Stéphane Mallarmé, Symphonie littéraire dans L’Artiste 1er février 1865
SYMPHONIE LITTÉRAIRE
théophile gautier. ― charles baudelaire.
― théodore de banville.
I
use moderne de l’Impuissance, qui m’interdis
depuis longtemps le trésor familier
des Rhythmes, et me condamnes (aimable
supplice) à ne faire plus que relire, ―
jusqu’au jour où tu m’auras enveloppé
dans ton irrémédiable filet, l’ennui,
et tout sera fini alors, ― les maîtres inaccessibles dont la
beauté me désespère ; mon ennemie, et cependant mon
enchanteresse aux breuvages perfides et aux mélancoliques
ivresses, je te dédie, comme une raillerie ou, ― le sais-je ? ―
comme un gage d’amour, ces quelques lignes de ma vie
écrites dans les heures clémentes où tu ne m’inspiras pas la
haine de la création et le stérile amour du néant. Tu y découvriras
les jouissances d’une âme purement passive qui n’est
que femme encore, et qui demain peut-être sera bête.
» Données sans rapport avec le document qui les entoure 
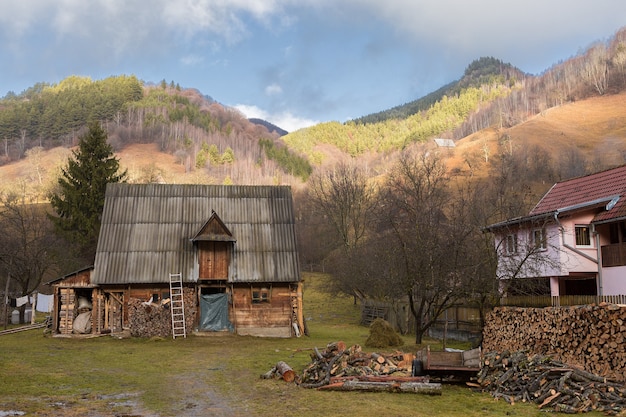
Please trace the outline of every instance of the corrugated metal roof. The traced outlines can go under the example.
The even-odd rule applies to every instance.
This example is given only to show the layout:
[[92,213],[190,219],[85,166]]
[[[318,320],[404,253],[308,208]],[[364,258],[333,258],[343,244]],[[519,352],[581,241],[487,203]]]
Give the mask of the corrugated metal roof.
[[584,177],[573,178],[554,184],[537,203],[530,215],[554,212],[586,203],[606,200],[621,196],[611,210],[602,213],[604,219],[613,218],[623,206],[626,192],[626,165]]
[[300,280],[289,187],[109,184],[92,282],[195,281],[190,239],[213,211],[235,241],[230,282]]

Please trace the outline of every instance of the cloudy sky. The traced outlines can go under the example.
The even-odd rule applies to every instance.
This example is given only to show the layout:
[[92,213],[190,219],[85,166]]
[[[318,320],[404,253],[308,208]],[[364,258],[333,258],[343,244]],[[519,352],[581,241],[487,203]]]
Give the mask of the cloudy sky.
[[481,56],[538,74],[623,26],[623,0],[9,0],[0,97],[133,74],[292,131],[412,101]]

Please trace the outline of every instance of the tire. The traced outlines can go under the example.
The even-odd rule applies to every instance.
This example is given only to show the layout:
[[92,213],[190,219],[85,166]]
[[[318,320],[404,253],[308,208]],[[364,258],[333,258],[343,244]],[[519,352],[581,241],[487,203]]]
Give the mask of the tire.
[[413,359],[412,376],[423,376],[423,375],[424,375],[424,364],[419,359]]

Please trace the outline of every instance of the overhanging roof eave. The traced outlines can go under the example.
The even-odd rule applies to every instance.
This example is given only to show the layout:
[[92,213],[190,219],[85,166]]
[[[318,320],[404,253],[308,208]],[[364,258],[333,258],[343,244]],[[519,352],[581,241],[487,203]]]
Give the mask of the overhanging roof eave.
[[483,231],[493,232],[494,230],[504,229],[505,227],[515,226],[515,225],[519,225],[522,223],[530,223],[536,220],[549,219],[549,218],[553,218],[555,213],[558,213],[558,210],[549,211],[547,213],[535,214],[534,216],[516,217],[514,219],[506,220],[500,223],[491,224],[483,228]]

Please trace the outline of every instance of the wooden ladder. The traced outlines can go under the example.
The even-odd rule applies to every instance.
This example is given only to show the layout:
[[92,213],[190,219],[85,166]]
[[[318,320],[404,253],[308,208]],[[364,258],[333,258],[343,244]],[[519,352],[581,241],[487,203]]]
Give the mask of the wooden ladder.
[[172,338],[187,337],[185,328],[185,303],[183,302],[183,274],[170,274],[170,310],[172,312]]

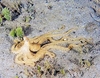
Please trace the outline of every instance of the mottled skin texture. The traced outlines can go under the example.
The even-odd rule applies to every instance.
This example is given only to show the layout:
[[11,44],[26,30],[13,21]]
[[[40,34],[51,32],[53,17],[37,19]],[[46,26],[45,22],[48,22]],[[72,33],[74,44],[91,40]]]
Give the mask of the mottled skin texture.
[[[73,49],[82,53],[82,47],[91,43],[91,39],[69,36],[69,33],[75,29],[70,29],[61,34],[48,32],[34,38],[24,37],[22,41],[16,40],[11,47],[11,52],[16,54],[15,63],[35,66],[35,62],[43,59],[45,55],[48,55],[51,58],[55,57],[55,54],[51,52],[50,49],[63,50],[64,52]],[[54,39],[55,37],[60,38]],[[63,46],[63,44],[66,46]]]

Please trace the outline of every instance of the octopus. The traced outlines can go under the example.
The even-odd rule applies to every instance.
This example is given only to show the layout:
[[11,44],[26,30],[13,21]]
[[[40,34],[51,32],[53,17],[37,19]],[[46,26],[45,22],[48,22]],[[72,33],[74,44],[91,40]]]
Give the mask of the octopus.
[[33,38],[23,37],[23,40],[14,40],[11,52],[15,53],[15,63],[35,66],[36,62],[43,59],[46,55],[54,58],[56,54],[52,49],[69,52],[75,50],[83,53],[83,46],[92,43],[92,39],[84,37],[72,37],[70,33],[77,28],[72,28],[66,32],[59,33],[60,30],[54,30],[46,34]]

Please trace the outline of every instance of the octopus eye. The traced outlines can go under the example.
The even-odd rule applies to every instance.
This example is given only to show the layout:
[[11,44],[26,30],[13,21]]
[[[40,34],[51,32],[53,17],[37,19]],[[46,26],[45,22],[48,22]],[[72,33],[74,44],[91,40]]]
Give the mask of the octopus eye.
[[30,52],[33,53],[33,54],[36,54],[37,53],[37,51],[32,51],[32,50],[30,50]]

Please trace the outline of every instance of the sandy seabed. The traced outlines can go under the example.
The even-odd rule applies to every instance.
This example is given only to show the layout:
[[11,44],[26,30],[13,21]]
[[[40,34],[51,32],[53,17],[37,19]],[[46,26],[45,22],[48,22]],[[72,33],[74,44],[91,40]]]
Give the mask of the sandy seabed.
[[[1,3],[11,10],[18,1],[1,0]],[[4,21],[0,27],[0,78],[100,78],[99,5],[99,0],[21,0],[21,13],[13,21]],[[54,51],[56,58],[46,56],[35,67],[18,65],[14,63],[15,55],[10,51],[12,38],[9,32],[19,25],[27,27],[27,23],[23,23],[25,16],[31,17],[28,22],[30,26],[25,29],[28,37],[61,27],[65,27],[65,31],[79,27],[72,35],[92,38],[94,44],[87,46],[90,50],[81,55],[74,51],[63,53],[58,50]],[[88,60],[90,66],[80,65],[80,59]],[[49,70],[45,70],[45,63],[52,65]],[[38,72],[39,66],[42,73]]]

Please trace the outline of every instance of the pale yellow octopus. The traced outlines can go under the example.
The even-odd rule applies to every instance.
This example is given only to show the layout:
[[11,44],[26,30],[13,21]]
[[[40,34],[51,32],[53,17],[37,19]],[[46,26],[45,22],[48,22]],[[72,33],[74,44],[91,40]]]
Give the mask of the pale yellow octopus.
[[[70,29],[61,34],[52,33],[52,31],[38,37],[24,37],[22,41],[15,41],[11,47],[11,52],[16,54],[15,63],[35,66],[35,63],[40,59],[43,59],[45,55],[48,55],[51,58],[55,57],[55,54],[49,51],[50,49],[58,49],[65,52],[73,49],[82,53],[82,47],[91,43],[91,39],[69,36],[69,33],[73,30],[75,29]],[[54,39],[54,37],[60,38]],[[66,46],[63,46],[62,44],[66,44]]]

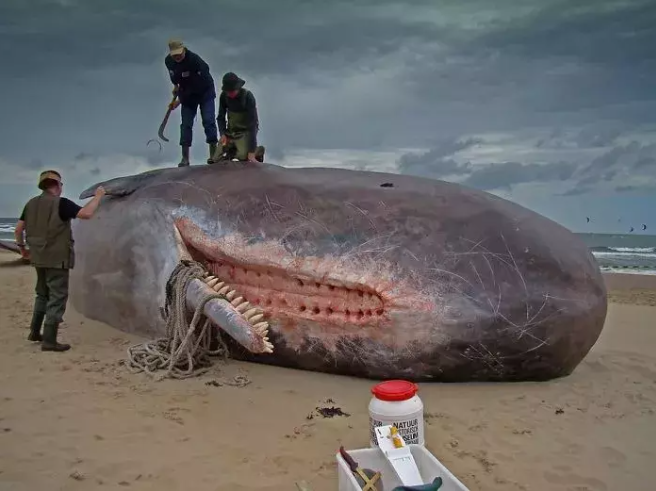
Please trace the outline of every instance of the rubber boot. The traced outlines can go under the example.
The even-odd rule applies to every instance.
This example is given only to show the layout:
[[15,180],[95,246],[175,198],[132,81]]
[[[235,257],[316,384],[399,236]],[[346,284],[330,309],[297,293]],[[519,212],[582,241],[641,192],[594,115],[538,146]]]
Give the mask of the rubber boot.
[[260,145],[259,147],[255,147],[255,152],[254,153],[255,153],[255,160],[257,160],[258,162],[264,162],[264,147],[263,146]]
[[43,312],[32,312],[32,323],[30,324],[30,334],[27,336],[28,341],[42,341],[41,326],[46,314]]
[[189,147],[180,147],[182,148],[182,159],[178,164],[178,167],[187,167],[189,165]]
[[216,157],[215,157],[216,147],[217,147],[216,143],[210,143],[210,156],[207,158],[208,164],[213,164],[216,162]]
[[71,349],[70,344],[57,342],[57,331],[59,324],[46,322],[43,326],[43,341],[41,342],[41,351],[68,351]]

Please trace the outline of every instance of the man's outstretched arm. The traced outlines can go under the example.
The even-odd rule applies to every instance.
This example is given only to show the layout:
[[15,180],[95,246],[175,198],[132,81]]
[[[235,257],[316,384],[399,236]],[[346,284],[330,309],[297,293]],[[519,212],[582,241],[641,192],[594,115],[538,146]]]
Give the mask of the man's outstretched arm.
[[98,209],[98,205],[100,204],[100,200],[103,196],[105,196],[105,188],[98,186],[96,193],[94,194],[93,198],[91,198],[91,201],[89,201],[77,212],[75,218],[81,218],[82,220],[88,220],[91,218]]
[[61,198],[59,200],[59,218],[63,221],[72,220],[74,218],[88,220],[98,209],[100,200],[104,195],[105,189],[102,186],[98,186],[94,197],[84,206],[80,206],[68,198]]

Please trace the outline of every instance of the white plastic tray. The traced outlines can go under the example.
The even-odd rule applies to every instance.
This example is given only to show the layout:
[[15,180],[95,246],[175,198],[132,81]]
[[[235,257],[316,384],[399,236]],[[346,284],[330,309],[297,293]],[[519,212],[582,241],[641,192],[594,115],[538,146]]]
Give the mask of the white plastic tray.
[[[436,477],[441,477],[442,486],[439,491],[469,491],[426,447],[416,444],[408,445],[408,447],[417,463],[419,474],[421,474],[425,484],[433,482],[433,479]],[[379,448],[359,448],[357,450],[347,450],[347,453],[353,457],[353,460],[361,468],[380,471],[381,481],[383,482],[385,491],[391,491],[396,486],[401,486],[402,483],[399,482],[396,472],[394,472],[394,469]],[[339,491],[361,490],[362,488],[358,485],[358,481],[356,481],[351,469],[349,469],[348,464],[339,452],[336,454],[336,458]]]

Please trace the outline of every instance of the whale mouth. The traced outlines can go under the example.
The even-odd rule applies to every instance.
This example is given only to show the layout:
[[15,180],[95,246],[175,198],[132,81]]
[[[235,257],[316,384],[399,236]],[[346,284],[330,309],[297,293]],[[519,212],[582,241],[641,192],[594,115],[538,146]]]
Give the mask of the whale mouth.
[[365,325],[385,315],[383,300],[366,286],[349,288],[320,278],[301,279],[281,268],[238,264],[225,258],[194,259],[271,316]]
[[176,219],[175,226],[191,259],[261,309],[267,320],[306,320],[343,327],[377,326],[389,320],[390,302],[380,286],[340,281],[293,264],[284,267],[276,264],[280,257],[272,257],[273,251],[258,255],[257,262],[246,260],[244,247],[209,237],[187,218]]

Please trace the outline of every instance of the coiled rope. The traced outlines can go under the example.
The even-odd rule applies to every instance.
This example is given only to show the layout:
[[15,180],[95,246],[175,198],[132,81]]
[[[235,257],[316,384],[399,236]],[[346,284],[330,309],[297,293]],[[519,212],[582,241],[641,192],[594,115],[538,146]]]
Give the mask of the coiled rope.
[[[145,372],[151,377],[185,379],[207,372],[211,356],[228,357],[228,347],[217,332],[218,349],[212,350],[212,324],[203,314],[205,304],[224,295],[213,292],[201,298],[189,322],[186,292],[189,282],[203,280],[205,268],[196,262],[183,260],[166,282],[166,302],[162,315],[166,320],[166,337],[146,341],[128,348],[126,366],[132,373]],[[202,322],[200,332],[198,326]],[[218,330],[217,330],[218,331]],[[159,372],[164,370],[163,372]]]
C’est une de ces matinées exceptionnelles où mon esprit, miraculeusement lavé des pâles crépuscules de la vie quotidienne, s’éveille dans le Paradis, trop imprégné d’immortalité pour chercher une jouissance, mais regardant autour de soi avec une candeur qui semble n’avoir jamais connu l’exil. Tout ce qui m’environne a désiré revêtir ma pureté ; le ciel lui-même ne me contredit pas, et son azur, sans un nuage depuis longtemps, a encore perdu l’ironie de sa beauté, qui s’étend au loin adorablement bleue. Heure précieuse, et dont je dois prolonger l’état de grâce avec d’autant moins de négligence que je sombre chaque jour en un plus cruel ennui. Dans ce but, âme trop puissamment liée à la Bêtise terrestre, pour me maintenir par une rêverie personnelle à la hauteur d’un charme que je payerais volontiers de toutes les années de ma vie, j’ai recours à l’Art, et je lis les vers de Théophile Gautier aux pieds de la Vénus éternelle.
Bientôt une insensible transfiguration s’opère en moi, et la sensation de légèreté se fond peu à peu en une de perfection. Tout mon être spirituel, ― le trésor profond des correspondances, l’accord intime des couleurs, le souvenir du rhythme antérieur, et la science mystérieuse du Verbe, ― est requis, et tout entier s’émeut, sous l’action de la rare poésie que j’invoque, avec un ensemble d’une si merveilleuse justesse que de ses jeux combinés résulte la seule lucidité.